"I care not much for a man's religion whose dog and cat are not the better for it." ~ Abraham Lincoln
Tuesday, April 03, 2007
sweet Jesus
What's wrong with the chocolate Jesus? Is it that his genitals are showing? Or is it that he is made of chocolate? OK, so it is milk chocolate - should have been dark chocolate, but hey. Also it's perhaps somewhat ambivalent that the sculpture appears to depict the crucified Christ, rather than the sweet Jesus image, but Christians have been saying for centuries that he is the source of all sweetness, so why not. Maybe the Catholics who complained are worried that someone is going to eat the sculpture, but don't they eat the body of Christ in the communion ritual?
Buddhists make holy images from butter. Pagans revere naked gods (some are so ithyphallic it makes your eyes water) and goddesses. Queer Christians celebrate Jesus in love. When the male disciples rebuked Mary Magdalene for pouring perfume over Jesus' feet, he praised her and rebuked them. I think he'd feel the same way about this. It's a sensual thing. There's even a song by Tom Waits called Chocolate Jesus.
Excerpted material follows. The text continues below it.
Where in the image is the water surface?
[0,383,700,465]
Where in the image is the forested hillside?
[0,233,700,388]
Some of Cavallaro's other work is quite disturbing, particularly the stuff he does to perfectly harmless pillows. It's clearly meant to disturb, to make you think. Just because something disturbs one's sensibilities, that's no reason to ban it or make death threats against the artist. It's interesting that a Catholic spokesperson said "They would never dare do something similar with a chocolate statue of the Prophet Mohammed naked with his genitals exposed during Ramadan." No, because Muslims would make death threats... It's almost as if Muslim extremism is encouraging or licensing other forms of extremism, and there is a climate in which it will eventually become impossible to do or say anything for fear of offending someone. There was a documentary recently about the controversy that surrounded The Life of Brian, which speculated (probably correctly) that the film couldn't have been made in the current climate of fear.